The Heathcote School was an 11-18 comprehensive school in Stevenage, Hertfordshire. The school was founded in the 1950s. It was awarded Specialist Engineering College (English specialist school) status. The school was situated in Shephall. Typically in the 1970s, 1980s and 1990s students would leave to work at British Aerospace, GEC Marconi, Ferranti or one of the other large engineering firms based in or around Stevenage. There were usually about 1000 pupils at the school.

It had workshops for metalworking, carpentry, and cookery and science labs, all to encourage both boys and girls in the trade of engineering. In the mid 1980s a computer laboratory was built with around 20 RML480Z computers to encourage the learning of basic computer engineering both in hardware and software.

The school had student government, the school council, which was established in 1969. Two representatives from each tutor group were elected to represent the views of the tutor group in the council meetings.

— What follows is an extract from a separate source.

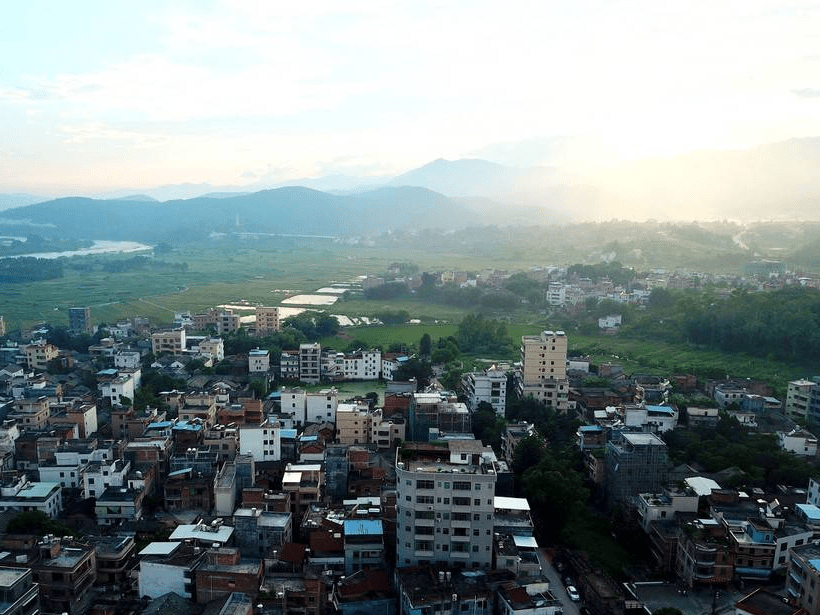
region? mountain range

Form groups were named after famous Roman roads. They were Akeman, Ermine, Fosse, Icknield, Stane, Watling and Dane, which was added in 2002.

In 2007 Hertfordshire County Council issued statutory notice for the closure of The Heathcote School in August 2012. The last intake for year 7 students was in 2008. Keystage 3 students transferred to other local schools in 2010. Keystage 4 students remained at the school until it closed in 2012.